PulteGroup President and CEO Ryan Marshall attests that
MINE is improving the customer experience for Pulte home buyers. Helping buyers envision and enable what is possible most certainly helps with the selling process.”
MINE ceo Eoin Harrington notes that higher interest rates loom as a bigger hurdle for a new home buyer to afford the furniture they need to complete their home.
In today’s more challenging environment, it has become particularly important for a builder to consider every aspect of the customer journey to close a home sale,” says Harrington. “Having an elegant and affordable home furnishings offering is rapidly becoming the standard expectation of a prospective buyer."
Harrington adds,
At the start of the year, we conducted a study of new home buyers, finding that 81% of buyers had furnishing needs 6 months after moving in. Factoring in the current climate, that timeline is surely going to increase along with the square footage of empty space in their homes. MINE’s free design services and expansive network of wholesale vendors ensures that we can meet the customers’ home decorating needs while keeping within their tighter budget constraints.”
Deep and expansive ties the Builder Advisor Group has with strategic and financial leaders among national, regional, and local market homebuilding companies have allowed both Diamond Age and MINE to develop both financial investment opportunity and build out their client books of business among customers.

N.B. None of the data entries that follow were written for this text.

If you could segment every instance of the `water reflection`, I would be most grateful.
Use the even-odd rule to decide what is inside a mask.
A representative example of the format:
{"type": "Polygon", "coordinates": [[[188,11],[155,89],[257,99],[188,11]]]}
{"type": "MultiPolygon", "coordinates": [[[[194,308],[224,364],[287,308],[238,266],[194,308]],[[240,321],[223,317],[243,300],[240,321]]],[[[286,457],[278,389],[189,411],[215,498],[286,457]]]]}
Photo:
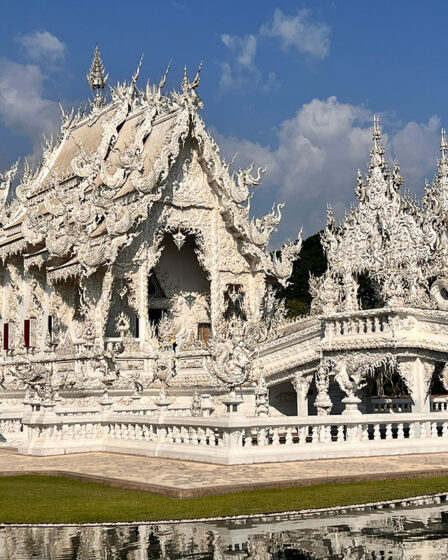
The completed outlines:
{"type": "Polygon", "coordinates": [[[0,527],[1,560],[440,560],[448,506],[316,518],[0,527]]]}

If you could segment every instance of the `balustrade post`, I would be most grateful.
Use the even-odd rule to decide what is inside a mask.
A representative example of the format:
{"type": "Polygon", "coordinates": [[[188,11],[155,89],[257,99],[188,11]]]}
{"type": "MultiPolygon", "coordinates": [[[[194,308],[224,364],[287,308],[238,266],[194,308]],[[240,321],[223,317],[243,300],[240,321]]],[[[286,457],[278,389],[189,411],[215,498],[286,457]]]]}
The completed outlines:
{"type": "Polygon", "coordinates": [[[361,402],[361,399],[355,397],[354,395],[349,395],[342,399],[345,405],[345,408],[342,412],[344,416],[361,416],[362,412],[359,410],[358,405],[361,402]]]}
{"type": "Polygon", "coordinates": [[[357,442],[359,441],[360,438],[360,425],[359,424],[355,424],[355,425],[351,425],[348,424],[347,425],[347,441],[348,442],[357,442]]]}

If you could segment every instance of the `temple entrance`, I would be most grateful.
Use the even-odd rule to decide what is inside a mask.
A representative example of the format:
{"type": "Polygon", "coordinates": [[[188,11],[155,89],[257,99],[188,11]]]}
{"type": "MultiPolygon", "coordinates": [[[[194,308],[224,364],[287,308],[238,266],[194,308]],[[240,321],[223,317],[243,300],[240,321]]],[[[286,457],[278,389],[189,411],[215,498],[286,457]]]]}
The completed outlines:
{"type": "Polygon", "coordinates": [[[291,381],[269,387],[269,406],[285,416],[297,416],[297,393],[291,381]]]}
{"type": "Polygon", "coordinates": [[[159,262],[148,277],[148,318],[157,328],[168,312],[176,339],[207,340],[210,328],[210,281],[197,257],[193,236],[179,246],[167,234],[159,262]]]}

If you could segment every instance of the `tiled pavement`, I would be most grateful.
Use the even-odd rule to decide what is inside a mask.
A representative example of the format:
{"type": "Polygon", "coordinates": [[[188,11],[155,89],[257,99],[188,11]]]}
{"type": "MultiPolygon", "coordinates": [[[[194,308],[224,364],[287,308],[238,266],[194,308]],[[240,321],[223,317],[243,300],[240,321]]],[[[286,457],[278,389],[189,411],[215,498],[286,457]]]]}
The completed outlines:
{"type": "Polygon", "coordinates": [[[318,482],[448,475],[448,453],[212,465],[113,453],[29,457],[0,450],[0,475],[67,474],[176,497],[318,482]]]}

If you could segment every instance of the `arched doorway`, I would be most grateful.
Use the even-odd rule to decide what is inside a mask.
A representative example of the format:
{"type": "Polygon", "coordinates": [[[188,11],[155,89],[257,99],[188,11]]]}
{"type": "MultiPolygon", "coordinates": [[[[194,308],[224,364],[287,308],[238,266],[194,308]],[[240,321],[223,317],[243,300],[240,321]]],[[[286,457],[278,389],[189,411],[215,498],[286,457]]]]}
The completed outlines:
{"type": "Polygon", "coordinates": [[[207,339],[210,324],[210,281],[197,257],[197,245],[188,235],[179,245],[166,234],[157,265],[148,276],[148,318],[153,326],[167,312],[173,317],[176,338],[207,339]]]}

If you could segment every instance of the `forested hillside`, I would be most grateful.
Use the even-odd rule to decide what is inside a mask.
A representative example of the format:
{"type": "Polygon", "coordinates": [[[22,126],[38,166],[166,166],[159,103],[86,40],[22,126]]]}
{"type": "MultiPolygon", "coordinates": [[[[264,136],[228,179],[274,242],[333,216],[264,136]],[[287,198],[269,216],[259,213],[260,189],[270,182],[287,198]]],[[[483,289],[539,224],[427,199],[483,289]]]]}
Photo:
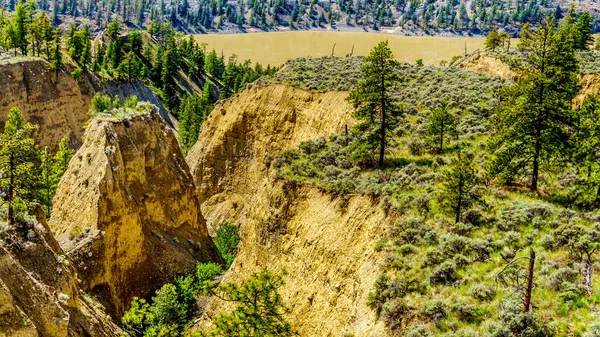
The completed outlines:
{"type": "MultiPolygon", "coordinates": [[[[18,0],[2,0],[0,8],[15,10],[18,0]]],[[[138,29],[170,22],[187,33],[246,32],[280,29],[397,29],[406,35],[482,35],[492,28],[517,34],[522,23],[546,15],[561,19],[565,0],[39,0],[54,26],[78,22],[93,32],[118,16],[138,29]]],[[[577,2],[576,12],[598,18],[597,2],[577,2]]],[[[0,14],[0,17],[2,14],[0,14]]],[[[597,25],[594,24],[597,29],[597,25]]]]}

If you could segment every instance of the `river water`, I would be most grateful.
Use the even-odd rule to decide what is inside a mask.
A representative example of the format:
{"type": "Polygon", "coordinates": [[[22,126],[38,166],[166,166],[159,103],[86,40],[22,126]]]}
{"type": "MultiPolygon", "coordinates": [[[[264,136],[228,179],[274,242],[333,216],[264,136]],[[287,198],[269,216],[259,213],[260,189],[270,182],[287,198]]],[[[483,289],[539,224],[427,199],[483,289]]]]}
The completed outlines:
{"type": "Polygon", "coordinates": [[[383,33],[338,31],[288,31],[247,34],[196,35],[196,41],[207,43],[208,49],[228,57],[236,54],[238,60],[250,59],[253,63],[279,65],[290,58],[301,56],[350,54],[366,55],[377,43],[388,40],[394,56],[403,62],[423,59],[425,64],[438,65],[454,55],[463,55],[483,48],[482,37],[399,36],[383,33]]]}

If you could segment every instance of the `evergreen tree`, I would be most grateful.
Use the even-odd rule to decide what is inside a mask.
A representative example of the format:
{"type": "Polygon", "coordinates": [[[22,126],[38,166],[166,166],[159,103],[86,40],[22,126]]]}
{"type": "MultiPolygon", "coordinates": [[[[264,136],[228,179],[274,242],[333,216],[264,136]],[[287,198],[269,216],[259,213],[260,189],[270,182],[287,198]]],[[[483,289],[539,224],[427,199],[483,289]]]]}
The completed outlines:
{"type": "Polygon", "coordinates": [[[8,221],[15,224],[17,216],[28,208],[28,201],[36,188],[35,168],[39,159],[32,132],[37,129],[25,123],[21,111],[11,108],[4,132],[0,136],[0,188],[2,199],[8,204],[8,221]]]}
{"type": "Polygon", "coordinates": [[[52,155],[48,151],[48,147],[45,147],[41,153],[40,163],[40,199],[42,200],[42,204],[46,206],[46,214],[50,214],[52,196],[56,190],[54,175],[52,174],[53,166],[52,155]]]}
{"type": "Polygon", "coordinates": [[[119,18],[115,16],[115,18],[108,24],[106,28],[106,34],[110,37],[111,40],[117,40],[121,35],[121,23],[119,22],[119,18]]]}
{"type": "Polygon", "coordinates": [[[25,5],[21,0],[19,0],[15,7],[12,27],[14,29],[13,47],[18,48],[22,55],[27,55],[27,13],[25,12],[25,5]]]}
{"type": "Polygon", "coordinates": [[[200,336],[270,336],[295,335],[285,319],[289,309],[283,303],[278,289],[283,285],[285,271],[273,275],[263,271],[252,275],[242,285],[227,283],[214,290],[217,298],[237,304],[229,314],[217,316],[210,333],[200,336]]]}
{"type": "Polygon", "coordinates": [[[365,79],[348,96],[358,106],[355,117],[360,122],[355,130],[362,134],[359,153],[379,147],[379,167],[383,167],[386,143],[400,116],[392,99],[392,91],[400,81],[398,66],[387,40],[380,42],[365,57],[361,67],[365,79]]]}
{"type": "Polygon", "coordinates": [[[498,34],[498,30],[496,28],[492,29],[488,36],[485,38],[485,49],[494,51],[496,48],[502,45],[502,40],[500,39],[500,35],[498,34]]]}
{"type": "Polygon", "coordinates": [[[524,25],[519,48],[526,70],[502,92],[489,143],[495,155],[490,173],[505,182],[530,173],[532,191],[538,189],[540,167],[568,149],[578,64],[573,36],[565,27],[557,30],[553,18],[535,31],[524,25]]]}
{"type": "Polygon", "coordinates": [[[594,20],[589,12],[581,14],[575,24],[575,49],[588,50],[589,46],[594,42],[593,25],[594,20]]]}
{"type": "Polygon", "coordinates": [[[459,222],[465,208],[480,200],[476,188],[477,176],[473,168],[473,154],[459,152],[444,172],[440,204],[459,222]]]}
{"type": "Polygon", "coordinates": [[[431,112],[427,133],[429,142],[437,147],[437,151],[444,152],[444,137],[456,133],[456,118],[450,111],[448,103],[442,103],[439,108],[431,112]]]}
{"type": "Polygon", "coordinates": [[[63,66],[63,58],[62,58],[62,50],[61,50],[61,41],[60,41],[60,30],[57,28],[54,33],[54,49],[52,52],[52,59],[50,61],[50,68],[57,71],[63,66]]]}
{"type": "Polygon", "coordinates": [[[54,165],[52,166],[52,175],[56,183],[58,183],[63,174],[67,171],[69,161],[71,161],[74,153],[75,150],[69,148],[67,137],[61,138],[58,143],[58,150],[54,155],[54,165]]]}
{"type": "Polygon", "coordinates": [[[175,74],[177,72],[177,61],[175,51],[171,48],[167,49],[164,55],[162,64],[162,84],[163,94],[167,106],[174,107],[175,104],[175,74]]]}

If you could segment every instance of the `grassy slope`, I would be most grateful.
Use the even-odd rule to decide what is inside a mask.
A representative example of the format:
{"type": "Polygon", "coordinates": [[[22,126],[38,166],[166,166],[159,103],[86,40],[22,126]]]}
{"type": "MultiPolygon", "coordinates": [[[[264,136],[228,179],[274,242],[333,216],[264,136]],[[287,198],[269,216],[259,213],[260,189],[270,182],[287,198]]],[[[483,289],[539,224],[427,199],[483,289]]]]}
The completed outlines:
{"type": "MultiPolygon", "coordinates": [[[[360,58],[298,59],[269,80],[317,91],[348,90],[360,78],[360,63],[360,58]]],[[[565,209],[543,195],[502,188],[486,179],[488,119],[496,102],[494,90],[505,82],[454,68],[410,64],[402,66],[402,74],[405,81],[396,91],[406,117],[394,131],[384,170],[365,170],[352,162],[352,134],[306,142],[280,153],[271,165],[282,179],[331,193],[369,194],[403,215],[378,245],[389,255],[389,280],[374,285],[380,295],[374,307],[383,308],[382,319],[390,327],[407,329],[409,336],[490,336],[496,325],[514,324],[508,303],[519,297],[498,282],[498,274],[507,264],[503,256],[526,256],[533,248],[538,255],[535,315],[559,336],[581,335],[599,319],[594,308],[600,294],[580,294],[581,265],[568,251],[553,249],[550,234],[566,222],[593,226],[596,214],[565,209]],[[459,126],[453,144],[437,155],[425,141],[426,123],[442,100],[455,102],[459,126]],[[459,143],[476,153],[484,202],[474,205],[463,223],[453,224],[438,199],[442,172],[459,143]],[[448,261],[455,273],[435,284],[448,261]]],[[[596,290],[599,281],[595,272],[596,290]]]]}

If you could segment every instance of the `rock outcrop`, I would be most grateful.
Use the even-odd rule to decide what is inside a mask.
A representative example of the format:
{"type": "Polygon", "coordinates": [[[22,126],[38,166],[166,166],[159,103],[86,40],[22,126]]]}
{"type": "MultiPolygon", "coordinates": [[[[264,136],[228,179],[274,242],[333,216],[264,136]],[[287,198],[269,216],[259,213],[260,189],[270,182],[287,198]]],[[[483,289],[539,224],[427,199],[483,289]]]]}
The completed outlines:
{"type": "Polygon", "coordinates": [[[90,119],[91,88],[80,85],[63,71],[49,71],[41,59],[0,62],[0,129],[12,107],[38,124],[38,143],[55,147],[64,136],[72,145],[81,144],[83,125],[90,119]]]}
{"type": "Polygon", "coordinates": [[[91,122],[50,219],[81,287],[116,316],[197,261],[221,261],[173,131],[142,106],[91,122]]]}
{"type": "MultiPolygon", "coordinates": [[[[367,297],[384,264],[375,244],[394,217],[366,197],[276,181],[265,165],[269,155],[351,127],[347,95],[254,85],[215,107],[187,157],[209,227],[240,226],[224,282],[286,268],[280,292],[300,336],[386,335],[367,297]]],[[[211,300],[196,328],[228,308],[211,300]]]]}
{"type": "Polygon", "coordinates": [[[490,76],[498,76],[512,81],[515,81],[518,78],[517,72],[511,69],[508,64],[484,51],[475,52],[462,60],[457,66],[460,69],[490,76]]]}
{"type": "Polygon", "coordinates": [[[42,147],[54,149],[64,136],[71,146],[81,146],[84,125],[91,118],[90,102],[96,92],[119,96],[121,102],[136,95],[140,101],[158,106],[163,119],[176,127],[175,119],[158,96],[140,81],[104,83],[89,73],[75,80],[65,71],[48,70],[48,62],[36,58],[0,60],[0,79],[0,130],[10,108],[18,107],[27,121],[39,125],[34,137],[42,147]]]}
{"type": "Polygon", "coordinates": [[[0,336],[120,336],[82,296],[71,261],[36,210],[28,228],[0,230],[0,336]]]}
{"type": "Polygon", "coordinates": [[[347,96],[255,84],[217,105],[186,158],[203,207],[222,205],[241,212],[249,197],[260,192],[269,155],[352,126],[354,108],[347,96]]]}

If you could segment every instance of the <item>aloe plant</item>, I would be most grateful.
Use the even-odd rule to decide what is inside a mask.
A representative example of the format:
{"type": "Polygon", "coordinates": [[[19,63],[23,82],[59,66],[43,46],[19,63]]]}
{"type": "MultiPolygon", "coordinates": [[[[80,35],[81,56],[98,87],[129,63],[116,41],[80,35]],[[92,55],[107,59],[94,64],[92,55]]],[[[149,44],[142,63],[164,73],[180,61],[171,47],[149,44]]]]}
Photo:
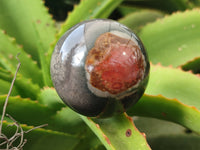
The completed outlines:
{"type": "MultiPolygon", "coordinates": [[[[20,53],[21,67],[6,113],[24,131],[34,129],[24,134],[23,149],[199,149],[199,4],[199,0],[167,0],[165,5],[161,0],[82,0],[58,29],[43,1],[1,0],[0,110],[18,64],[15,56],[20,53]],[[136,32],[146,47],[151,61],[148,87],[124,114],[107,119],[85,117],[57,95],[50,78],[51,54],[72,26],[108,18],[114,10],[121,13],[118,21],[136,32]],[[34,128],[42,124],[48,126],[34,128]]],[[[16,126],[8,126],[13,124],[9,117],[1,124],[4,135],[15,133],[16,126]]]]}

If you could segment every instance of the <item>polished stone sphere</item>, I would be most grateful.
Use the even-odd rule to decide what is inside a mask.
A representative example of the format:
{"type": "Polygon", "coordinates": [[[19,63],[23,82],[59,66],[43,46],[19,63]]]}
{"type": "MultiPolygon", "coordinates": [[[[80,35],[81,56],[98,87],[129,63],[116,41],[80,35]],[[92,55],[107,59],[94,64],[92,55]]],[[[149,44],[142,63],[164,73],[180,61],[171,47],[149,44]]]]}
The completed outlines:
{"type": "Polygon", "coordinates": [[[89,117],[125,112],[143,95],[149,61],[141,40],[108,19],[81,22],[58,41],[51,77],[60,98],[89,117]]]}

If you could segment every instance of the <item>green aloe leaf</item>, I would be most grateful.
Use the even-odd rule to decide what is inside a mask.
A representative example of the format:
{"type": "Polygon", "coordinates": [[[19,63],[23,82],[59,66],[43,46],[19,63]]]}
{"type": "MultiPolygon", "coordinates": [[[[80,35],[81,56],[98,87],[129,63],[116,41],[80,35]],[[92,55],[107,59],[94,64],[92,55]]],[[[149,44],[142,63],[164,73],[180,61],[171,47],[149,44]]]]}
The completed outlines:
{"type": "MultiPolygon", "coordinates": [[[[135,7],[148,7],[159,9],[166,12],[174,12],[177,10],[186,10],[194,7],[193,1],[188,0],[124,0],[125,5],[132,5],[135,7]]],[[[197,4],[197,3],[196,3],[197,4]]]]}
{"type": "Polygon", "coordinates": [[[120,14],[124,17],[128,14],[140,11],[140,8],[132,7],[129,5],[123,5],[123,3],[117,8],[117,10],[120,12],[120,14]]]}
{"type": "Polygon", "coordinates": [[[84,132],[84,137],[81,139],[79,144],[74,148],[74,150],[106,150],[105,146],[100,142],[93,132],[84,132]],[[87,144],[86,144],[87,143],[87,144]]]}
{"type": "Polygon", "coordinates": [[[63,103],[54,88],[44,87],[38,95],[38,102],[54,112],[49,114],[52,116],[48,120],[48,128],[81,136],[88,130],[78,114],[63,103]]]}
{"type": "MultiPolygon", "coordinates": [[[[5,92],[1,94],[7,94],[9,91],[10,84],[13,80],[14,74],[10,71],[0,68],[0,79],[9,82],[9,86],[7,88],[2,88],[5,92]],[[7,91],[6,91],[7,90],[7,91]]],[[[12,95],[19,95],[21,97],[29,97],[33,100],[36,100],[38,97],[38,93],[40,92],[40,87],[38,84],[33,84],[31,79],[24,78],[21,74],[17,74],[17,78],[15,80],[15,84],[13,87],[17,90],[17,93],[13,93],[12,95]]],[[[15,91],[14,90],[14,91],[15,91]]]]}
{"type": "MultiPolygon", "coordinates": [[[[0,95],[0,110],[3,110],[3,105],[6,95],[0,95]]],[[[2,112],[0,112],[2,113],[2,112]]],[[[37,101],[31,101],[28,98],[19,96],[10,96],[6,113],[11,115],[20,123],[28,125],[46,124],[55,112],[37,101]]]]}
{"type": "Polygon", "coordinates": [[[39,54],[49,49],[56,33],[54,22],[41,0],[1,0],[0,28],[15,37],[37,61],[39,54]],[[39,43],[43,49],[38,49],[39,43]]]}
{"type": "Polygon", "coordinates": [[[58,96],[56,90],[54,88],[44,87],[38,96],[38,101],[41,104],[47,105],[49,108],[56,110],[60,110],[62,107],[66,105],[58,96]]]}
{"type": "MultiPolygon", "coordinates": [[[[0,79],[0,85],[1,85],[0,95],[7,94],[10,89],[11,83],[0,79]]],[[[11,95],[19,95],[15,87],[13,87],[11,95]]]]}
{"type": "Polygon", "coordinates": [[[146,95],[129,115],[156,117],[200,133],[200,78],[180,69],[151,66],[146,95]]]}
{"type": "MultiPolygon", "coordinates": [[[[2,131],[8,137],[13,136],[16,131],[16,127],[8,125],[12,125],[12,123],[4,121],[2,131]]],[[[23,124],[21,127],[24,131],[34,128],[33,126],[23,124]]],[[[28,150],[73,150],[73,148],[80,141],[80,139],[74,135],[47,130],[44,128],[34,129],[28,133],[24,133],[24,139],[27,139],[27,143],[24,145],[23,149],[28,150]]],[[[14,144],[17,146],[19,143],[14,144]]]]}
{"type": "Polygon", "coordinates": [[[51,117],[49,127],[52,130],[80,135],[87,129],[87,126],[78,114],[72,111],[69,107],[64,107],[57,111],[56,114],[51,117]]]}
{"type": "MultiPolygon", "coordinates": [[[[54,97],[54,100],[57,100],[59,103],[60,100],[58,100],[58,95],[52,91],[54,89],[47,90],[52,92],[51,97],[54,97]]],[[[48,99],[48,96],[44,96],[44,99],[45,98],[48,99]]],[[[43,102],[45,105],[49,106],[53,104],[51,101],[49,102],[43,100],[43,102]]],[[[129,118],[127,115],[122,114],[109,119],[92,120],[83,116],[81,116],[81,118],[92,129],[97,137],[99,137],[107,149],[117,150],[122,147],[125,147],[125,149],[131,149],[131,147],[134,147],[133,145],[135,145],[136,149],[149,149],[145,137],[135,128],[131,118],[129,118]],[[121,144],[120,142],[125,144],[121,144]],[[137,145],[136,143],[140,144],[137,145]]],[[[94,145],[99,145],[96,139],[91,140],[91,138],[88,138],[88,136],[93,137],[94,135],[88,131],[88,128],[85,126],[85,124],[83,124],[83,121],[80,119],[76,112],[72,111],[68,107],[63,107],[60,111],[57,111],[57,113],[51,117],[51,120],[49,121],[49,128],[70,134],[76,134],[79,136],[81,135],[83,142],[90,140],[91,143],[95,143],[94,145]]],[[[82,146],[82,143],[80,143],[80,145],[82,146]]],[[[78,145],[76,148],[79,149],[80,145],[78,145]]]]}
{"type": "Polygon", "coordinates": [[[104,148],[96,135],[87,127],[79,115],[69,107],[63,107],[57,111],[48,123],[48,128],[51,130],[76,135],[81,139],[74,150],[104,148]]]}
{"type": "Polygon", "coordinates": [[[144,135],[126,114],[107,119],[90,119],[81,116],[108,150],[150,149],[144,135]]]}
{"type": "Polygon", "coordinates": [[[153,66],[146,94],[162,94],[200,110],[200,78],[190,72],[171,67],[153,66]]]}
{"type": "Polygon", "coordinates": [[[14,74],[18,64],[16,56],[20,53],[18,56],[21,62],[19,73],[23,74],[26,78],[32,78],[33,82],[42,86],[41,70],[38,68],[36,62],[31,59],[31,56],[16,43],[16,40],[0,30],[0,43],[0,62],[4,68],[14,74]]]}
{"type": "Polygon", "coordinates": [[[156,19],[162,18],[163,16],[164,14],[160,11],[140,10],[130,13],[118,21],[132,29],[135,33],[138,33],[144,25],[149,22],[154,22],[156,19]]]}
{"type": "Polygon", "coordinates": [[[200,56],[199,11],[174,13],[142,29],[139,35],[153,64],[177,67],[200,56]]]}
{"type": "MultiPolygon", "coordinates": [[[[0,110],[3,110],[5,99],[6,95],[0,96],[0,110]]],[[[6,113],[19,123],[34,126],[48,123],[48,129],[77,135],[82,140],[88,135],[89,137],[93,135],[77,113],[67,107],[55,112],[55,109],[40,104],[38,101],[10,96],[6,113]]],[[[94,138],[92,141],[97,140],[94,136],[92,137],[94,138]]]]}
{"type": "Polygon", "coordinates": [[[40,103],[52,108],[54,111],[57,110],[57,112],[48,121],[49,129],[80,137],[81,140],[76,145],[74,150],[91,149],[92,147],[94,150],[96,148],[104,148],[96,135],[87,127],[79,115],[69,107],[63,105],[55,89],[43,89],[39,96],[39,101],[40,103]]]}
{"type": "Polygon", "coordinates": [[[49,85],[51,82],[46,55],[54,41],[56,28],[42,0],[1,0],[0,28],[15,37],[38,62],[43,72],[43,78],[38,79],[43,79],[44,84],[49,85]]]}
{"type": "Polygon", "coordinates": [[[200,134],[200,111],[177,99],[144,95],[127,113],[172,121],[200,134]]]}
{"type": "Polygon", "coordinates": [[[152,149],[200,149],[200,137],[178,124],[146,117],[135,117],[134,122],[139,130],[147,135],[147,141],[152,149]]]}

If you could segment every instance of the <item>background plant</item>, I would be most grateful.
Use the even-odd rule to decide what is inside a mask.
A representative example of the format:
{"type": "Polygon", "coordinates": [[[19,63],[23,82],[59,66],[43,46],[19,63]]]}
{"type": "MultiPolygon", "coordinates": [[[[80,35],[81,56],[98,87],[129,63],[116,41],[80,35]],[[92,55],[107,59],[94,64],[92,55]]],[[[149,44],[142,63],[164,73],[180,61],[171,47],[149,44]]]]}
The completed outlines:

We have been thrilled to have the strong support of world class builder partners and industry experts like Tony Avila from the Builder Advisor Group, all of whom have been instrumental in helping us craft a product and experience that is truly tailored to the new home buyer.
Value Vs. Hype: Is a Shake-out Ahead?
This hybrid strategic-financial stake could make for an important distinction among building technology and proptech innovators that cropped up by the dozens with bigtime seed- and early stage capital raises and a strong story of disruptive capability in the past four or five years, and now must weather an indefinite period of stress
The 2010s – a.k.a. the easy-money era – were evidence technology innovators could stand up and grow fast with a strong, episodic narrative, a prototype, and a truckload of promise, based on a big addressable universe and an array of disrupt-able incumbents.
The post-easy money 2020s – as investors have been punishing technology and social network platforms for being more hype than value – promise tougher times for fledgling would-be disruptive innovators in the building and real estate space.
It's like watching a football game," says Avila. "You don't need to interpret the promise or the hype of a team. You can see the scoreboard. You can see who's winning. That's why builders are excited to become customers – and investors – of these companies."
The strong – and connected – will survive and thrive.